Data Services Newsletter

Volume 16 : No 2 : Summer 2014

What's new at the International Deployment of Accelerometer's Data Collection Center

IDA staff are in the process of transforming the Data Collection Center’s (DCC) hardware architecture from a collection of Sun Microsystems servers running Solaris to a Linux cluster utilizing Linux Virtual Machine (VM) under Red Hat. In making this change, we are following the practices of the IRIS DMC and the USArray’s Array Network Facility (ANF), who have also adopted Linux VM as their central architecture. Currently all data received from II stations are fed into a buffer on the VM and immediately forwarded to the IRIS DMC for distribution to the community. Initial processing of the raw data into standard form and many quality assessment functions are still performed on the Solaris systems. Thus, we are temporarily running a hybrid system. Our goal is to transfer these remaining Solaris functions to the VM in the near future. When that change is complete, we will be left with a simpler system that we expect will be much easier to administer.

IDA staff are also updating the IDA website to have a new look and feel. The last major overhaul of the site was in 2002. The new website, which went public on January 24th, has been reorganized and modernized around a Drupal content management framework that should display better under a broader range of platforms. There is much work yet to complete our vision of what we wish to include in the site. In particular, we would like to make available some of the MUSTANG quality assessment information that IDA is integrating into the DCC’s quality control procedures.

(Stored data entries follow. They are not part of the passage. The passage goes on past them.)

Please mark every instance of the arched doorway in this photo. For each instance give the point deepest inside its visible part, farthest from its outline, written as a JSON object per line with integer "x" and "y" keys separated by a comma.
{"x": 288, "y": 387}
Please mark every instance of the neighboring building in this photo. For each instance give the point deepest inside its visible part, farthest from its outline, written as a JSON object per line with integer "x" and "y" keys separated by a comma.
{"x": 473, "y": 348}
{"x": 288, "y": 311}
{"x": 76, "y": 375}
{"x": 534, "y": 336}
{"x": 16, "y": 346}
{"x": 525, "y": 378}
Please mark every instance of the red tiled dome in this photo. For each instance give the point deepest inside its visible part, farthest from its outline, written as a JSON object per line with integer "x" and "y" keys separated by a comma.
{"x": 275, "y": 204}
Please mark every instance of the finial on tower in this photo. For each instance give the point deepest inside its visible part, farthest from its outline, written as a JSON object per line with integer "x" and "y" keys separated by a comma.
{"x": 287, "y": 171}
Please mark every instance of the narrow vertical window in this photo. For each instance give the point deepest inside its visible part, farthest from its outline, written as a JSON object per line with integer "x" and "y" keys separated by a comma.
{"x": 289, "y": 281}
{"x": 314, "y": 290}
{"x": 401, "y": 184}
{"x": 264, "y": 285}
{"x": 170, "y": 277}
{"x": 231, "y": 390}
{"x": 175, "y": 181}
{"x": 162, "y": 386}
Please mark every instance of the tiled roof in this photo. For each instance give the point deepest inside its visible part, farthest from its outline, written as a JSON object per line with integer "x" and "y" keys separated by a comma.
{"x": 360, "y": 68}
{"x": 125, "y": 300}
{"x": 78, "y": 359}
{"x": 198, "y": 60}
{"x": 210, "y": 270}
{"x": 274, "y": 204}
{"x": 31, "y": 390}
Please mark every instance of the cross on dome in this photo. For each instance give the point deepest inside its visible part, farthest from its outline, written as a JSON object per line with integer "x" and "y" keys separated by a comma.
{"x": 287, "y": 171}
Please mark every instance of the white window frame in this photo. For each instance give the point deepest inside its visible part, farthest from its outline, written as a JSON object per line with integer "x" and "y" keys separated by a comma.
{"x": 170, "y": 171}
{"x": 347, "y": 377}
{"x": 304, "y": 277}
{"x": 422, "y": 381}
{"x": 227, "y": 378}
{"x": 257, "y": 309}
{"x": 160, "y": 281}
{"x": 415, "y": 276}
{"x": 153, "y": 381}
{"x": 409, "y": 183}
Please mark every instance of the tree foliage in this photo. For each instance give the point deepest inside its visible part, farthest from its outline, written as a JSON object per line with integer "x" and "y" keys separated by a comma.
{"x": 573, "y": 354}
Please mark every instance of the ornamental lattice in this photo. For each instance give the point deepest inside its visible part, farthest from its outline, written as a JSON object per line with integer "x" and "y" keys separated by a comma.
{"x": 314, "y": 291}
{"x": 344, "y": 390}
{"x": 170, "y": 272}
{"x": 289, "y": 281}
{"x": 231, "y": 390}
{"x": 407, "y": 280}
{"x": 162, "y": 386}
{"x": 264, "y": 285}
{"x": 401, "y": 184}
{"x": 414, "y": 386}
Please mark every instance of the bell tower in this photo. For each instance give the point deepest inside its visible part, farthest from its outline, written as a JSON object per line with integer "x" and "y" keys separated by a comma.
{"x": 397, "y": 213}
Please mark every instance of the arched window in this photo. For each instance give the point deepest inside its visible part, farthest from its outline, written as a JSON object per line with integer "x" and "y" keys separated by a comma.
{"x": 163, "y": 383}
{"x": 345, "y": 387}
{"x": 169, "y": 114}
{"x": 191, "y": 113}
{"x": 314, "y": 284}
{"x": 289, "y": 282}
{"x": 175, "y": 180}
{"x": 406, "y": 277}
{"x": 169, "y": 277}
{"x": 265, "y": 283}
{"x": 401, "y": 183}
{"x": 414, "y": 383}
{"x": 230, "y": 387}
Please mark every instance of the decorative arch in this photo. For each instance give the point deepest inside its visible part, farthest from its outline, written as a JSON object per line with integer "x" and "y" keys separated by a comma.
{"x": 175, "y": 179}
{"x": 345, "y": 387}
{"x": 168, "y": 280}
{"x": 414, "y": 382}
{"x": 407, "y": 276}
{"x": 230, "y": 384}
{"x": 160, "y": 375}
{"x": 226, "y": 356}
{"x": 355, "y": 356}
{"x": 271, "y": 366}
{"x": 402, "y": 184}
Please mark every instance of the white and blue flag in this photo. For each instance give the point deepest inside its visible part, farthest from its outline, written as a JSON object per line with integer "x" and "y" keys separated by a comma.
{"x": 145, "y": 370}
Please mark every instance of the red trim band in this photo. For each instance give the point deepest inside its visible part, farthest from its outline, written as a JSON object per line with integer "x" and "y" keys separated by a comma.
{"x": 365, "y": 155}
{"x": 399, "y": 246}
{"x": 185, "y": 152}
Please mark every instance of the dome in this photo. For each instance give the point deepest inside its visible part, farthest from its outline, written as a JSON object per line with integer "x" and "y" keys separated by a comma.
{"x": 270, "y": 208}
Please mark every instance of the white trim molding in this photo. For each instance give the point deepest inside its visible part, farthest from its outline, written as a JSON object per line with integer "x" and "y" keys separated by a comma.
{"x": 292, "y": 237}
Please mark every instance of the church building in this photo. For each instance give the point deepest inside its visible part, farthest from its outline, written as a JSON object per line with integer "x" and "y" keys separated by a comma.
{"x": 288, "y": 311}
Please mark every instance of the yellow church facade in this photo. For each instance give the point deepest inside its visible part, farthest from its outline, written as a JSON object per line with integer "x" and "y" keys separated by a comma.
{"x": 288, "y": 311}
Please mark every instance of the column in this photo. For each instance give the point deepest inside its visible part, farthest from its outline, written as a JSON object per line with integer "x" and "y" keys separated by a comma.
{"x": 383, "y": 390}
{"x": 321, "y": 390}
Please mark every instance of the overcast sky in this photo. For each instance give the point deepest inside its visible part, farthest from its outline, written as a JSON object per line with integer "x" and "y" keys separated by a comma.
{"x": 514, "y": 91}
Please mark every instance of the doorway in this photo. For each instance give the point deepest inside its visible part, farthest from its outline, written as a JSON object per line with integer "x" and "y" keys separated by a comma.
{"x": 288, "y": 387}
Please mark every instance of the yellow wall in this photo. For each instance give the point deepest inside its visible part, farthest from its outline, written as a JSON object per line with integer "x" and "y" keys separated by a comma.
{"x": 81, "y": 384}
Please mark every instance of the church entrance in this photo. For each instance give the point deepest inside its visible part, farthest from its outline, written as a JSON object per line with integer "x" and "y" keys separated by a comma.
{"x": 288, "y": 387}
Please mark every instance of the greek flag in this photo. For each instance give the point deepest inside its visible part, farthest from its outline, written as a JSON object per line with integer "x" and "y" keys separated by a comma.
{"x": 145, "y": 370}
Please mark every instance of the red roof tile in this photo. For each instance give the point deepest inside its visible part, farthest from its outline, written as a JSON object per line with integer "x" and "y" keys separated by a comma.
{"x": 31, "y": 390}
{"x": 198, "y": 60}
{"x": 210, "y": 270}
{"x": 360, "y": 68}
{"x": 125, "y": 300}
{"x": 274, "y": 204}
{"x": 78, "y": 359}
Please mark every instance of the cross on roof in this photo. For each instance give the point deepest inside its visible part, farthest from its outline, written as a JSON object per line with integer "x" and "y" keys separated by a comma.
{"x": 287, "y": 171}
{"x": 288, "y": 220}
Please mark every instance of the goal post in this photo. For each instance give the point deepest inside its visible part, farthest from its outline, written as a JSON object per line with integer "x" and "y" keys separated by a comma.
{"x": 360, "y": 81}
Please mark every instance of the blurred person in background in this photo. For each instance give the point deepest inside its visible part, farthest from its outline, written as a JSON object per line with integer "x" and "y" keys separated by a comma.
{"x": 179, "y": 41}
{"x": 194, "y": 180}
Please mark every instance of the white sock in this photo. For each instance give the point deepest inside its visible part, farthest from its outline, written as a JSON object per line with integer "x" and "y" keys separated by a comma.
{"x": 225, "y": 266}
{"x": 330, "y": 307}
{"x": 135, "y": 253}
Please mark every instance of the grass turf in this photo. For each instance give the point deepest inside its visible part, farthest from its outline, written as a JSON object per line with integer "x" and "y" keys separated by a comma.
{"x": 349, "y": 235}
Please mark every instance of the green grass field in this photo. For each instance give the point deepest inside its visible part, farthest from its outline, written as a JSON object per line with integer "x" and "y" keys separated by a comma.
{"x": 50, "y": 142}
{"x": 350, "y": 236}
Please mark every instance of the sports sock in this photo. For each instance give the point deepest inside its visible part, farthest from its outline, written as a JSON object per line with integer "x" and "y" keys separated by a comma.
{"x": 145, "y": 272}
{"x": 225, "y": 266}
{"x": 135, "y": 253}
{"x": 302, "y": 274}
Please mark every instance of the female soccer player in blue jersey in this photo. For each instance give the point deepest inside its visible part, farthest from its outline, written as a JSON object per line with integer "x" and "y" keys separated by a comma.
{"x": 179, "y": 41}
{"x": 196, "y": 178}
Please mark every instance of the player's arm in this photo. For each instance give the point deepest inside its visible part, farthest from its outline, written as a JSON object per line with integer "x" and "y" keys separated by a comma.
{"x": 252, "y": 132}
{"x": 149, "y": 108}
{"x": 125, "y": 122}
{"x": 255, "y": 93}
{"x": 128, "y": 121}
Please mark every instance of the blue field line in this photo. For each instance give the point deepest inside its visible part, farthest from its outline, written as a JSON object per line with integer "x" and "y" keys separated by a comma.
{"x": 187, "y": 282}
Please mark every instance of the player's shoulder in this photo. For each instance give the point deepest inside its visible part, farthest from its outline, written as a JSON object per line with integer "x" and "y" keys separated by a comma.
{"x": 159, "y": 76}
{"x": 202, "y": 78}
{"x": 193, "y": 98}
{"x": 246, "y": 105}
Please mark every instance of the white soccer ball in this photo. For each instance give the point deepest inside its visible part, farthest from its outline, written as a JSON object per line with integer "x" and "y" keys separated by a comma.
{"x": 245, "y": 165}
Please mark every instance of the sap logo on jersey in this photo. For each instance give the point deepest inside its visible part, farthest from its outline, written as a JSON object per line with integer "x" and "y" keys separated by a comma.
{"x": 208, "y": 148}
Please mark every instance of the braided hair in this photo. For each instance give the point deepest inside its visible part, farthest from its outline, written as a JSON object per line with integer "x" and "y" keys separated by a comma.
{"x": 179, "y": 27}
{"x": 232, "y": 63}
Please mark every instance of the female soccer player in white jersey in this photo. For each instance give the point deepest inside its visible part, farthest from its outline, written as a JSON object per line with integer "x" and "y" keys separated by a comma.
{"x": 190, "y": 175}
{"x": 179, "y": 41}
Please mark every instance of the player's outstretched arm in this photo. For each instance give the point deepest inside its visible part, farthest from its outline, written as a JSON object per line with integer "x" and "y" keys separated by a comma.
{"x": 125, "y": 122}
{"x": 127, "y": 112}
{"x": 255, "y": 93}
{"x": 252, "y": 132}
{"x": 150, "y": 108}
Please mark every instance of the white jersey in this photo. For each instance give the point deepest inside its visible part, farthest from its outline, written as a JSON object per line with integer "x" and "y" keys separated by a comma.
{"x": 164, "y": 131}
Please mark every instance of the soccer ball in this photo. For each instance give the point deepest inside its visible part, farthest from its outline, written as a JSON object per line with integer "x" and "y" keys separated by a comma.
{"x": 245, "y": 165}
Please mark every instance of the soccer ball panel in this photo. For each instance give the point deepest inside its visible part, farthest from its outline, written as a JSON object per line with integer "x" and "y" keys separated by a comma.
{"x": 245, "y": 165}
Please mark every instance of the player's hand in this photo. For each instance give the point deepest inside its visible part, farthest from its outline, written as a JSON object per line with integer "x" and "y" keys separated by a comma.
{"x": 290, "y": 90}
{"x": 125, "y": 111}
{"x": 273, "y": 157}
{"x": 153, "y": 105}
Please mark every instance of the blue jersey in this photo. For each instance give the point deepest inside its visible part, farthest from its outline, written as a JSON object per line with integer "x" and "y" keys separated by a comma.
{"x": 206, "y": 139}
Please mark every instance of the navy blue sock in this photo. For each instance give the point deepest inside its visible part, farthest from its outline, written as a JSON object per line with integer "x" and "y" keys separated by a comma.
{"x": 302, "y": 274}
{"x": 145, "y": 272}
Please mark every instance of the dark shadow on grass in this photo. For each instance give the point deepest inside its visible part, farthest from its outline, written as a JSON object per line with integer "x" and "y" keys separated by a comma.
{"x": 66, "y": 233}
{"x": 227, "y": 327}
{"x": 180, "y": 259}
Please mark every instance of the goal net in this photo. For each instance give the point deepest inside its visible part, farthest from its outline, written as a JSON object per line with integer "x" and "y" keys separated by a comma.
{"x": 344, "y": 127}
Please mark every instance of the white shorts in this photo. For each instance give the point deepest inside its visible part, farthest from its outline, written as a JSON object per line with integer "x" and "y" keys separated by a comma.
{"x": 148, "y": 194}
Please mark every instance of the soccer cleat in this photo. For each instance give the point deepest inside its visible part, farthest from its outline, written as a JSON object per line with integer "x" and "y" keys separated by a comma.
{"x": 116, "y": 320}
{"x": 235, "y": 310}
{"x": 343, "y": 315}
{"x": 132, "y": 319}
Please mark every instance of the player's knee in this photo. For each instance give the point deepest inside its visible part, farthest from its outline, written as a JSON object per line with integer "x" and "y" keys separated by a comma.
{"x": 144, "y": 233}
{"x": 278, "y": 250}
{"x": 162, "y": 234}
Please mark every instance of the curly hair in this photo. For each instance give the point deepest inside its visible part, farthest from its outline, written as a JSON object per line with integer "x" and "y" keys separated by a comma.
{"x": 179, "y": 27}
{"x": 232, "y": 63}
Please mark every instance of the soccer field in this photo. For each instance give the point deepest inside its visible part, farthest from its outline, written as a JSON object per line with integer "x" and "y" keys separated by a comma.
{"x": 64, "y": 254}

An example of one IDA QC application that takes advantage of the DMC’s web service developments is shown in Figure 1.

Figure 1 - Plotted seismograms from the recent M8.2 Chile event, recorded by II.NNA
Figure 1: Plotted seismograms from the recent Mw=8.2 Tarapaca, Chile earthquake
as recorded on a three-component set of STS1s and an Episensor accelerometer
at II station NNA (Ñaña, Peru)

Here are plotted seismograms from the recent Mw=8.2 Tarapaca, Chile earthquake as recorded on a three-component set of STS1s and an Episensor accelerometer at II station NNA (Ñaña, Peru). For stations so close to such large events (NNA is at an epicentral distance of 9.5 degrees), we wish to check for non-linear behavior on our weak-motion sensors, the STS1s in this example. All waveforms were retrieved from the DMC’s Seattle archive and read directly into Matlab © using irisFetch. The data streams from the Episensor were then transformed to mimic the response of the STS1, and finally both sets of data were filtered to identical frequency passbands. That the pairs of traces overlay suggests to us that the STS1s were not overdriven by this event and also that the orientations of the STS1s relative to the Episensor are well determined. Lastly the scaling value for each trace (shown as an inset) indicates that the relative response of the pairs of components is close to the 1% level of accuracy desired by the GSN.

To refine knowledge of instrument response at each station, IDA is conducting a field campaign as part of the GSN’s data quality initiative. One part of that initiative, the use of portable instruments to calibrate the sensitivity of permanently deployed GSN sensors, is described on the above page as the SenSorLoc Kit. Figure 2 shows IDA technician Jim Conley as he uses the IDA SenSorLoc to calibrate instruments at II PALK (Palakele, Sri Lanka).

Figure 2 - IDA tech Jim Conley using the IDA SenSorLoc
Figure 2: IDA technician Jim Conley as he uses the IDA SenSorLoc to calibrate
instruments at II PALK (Palakele, Sri Lanka)

The APS differential GPS unit on the tripod in the foreground is used to orient the portable Compact Trillium 120 sensor placed on the floor of the recording building to the rear. A mirror assembly (see inset) is affixed to the Trillium to permit the sensor to be accurately oriented by the APS. A table of recent test dates is maintained on our web page.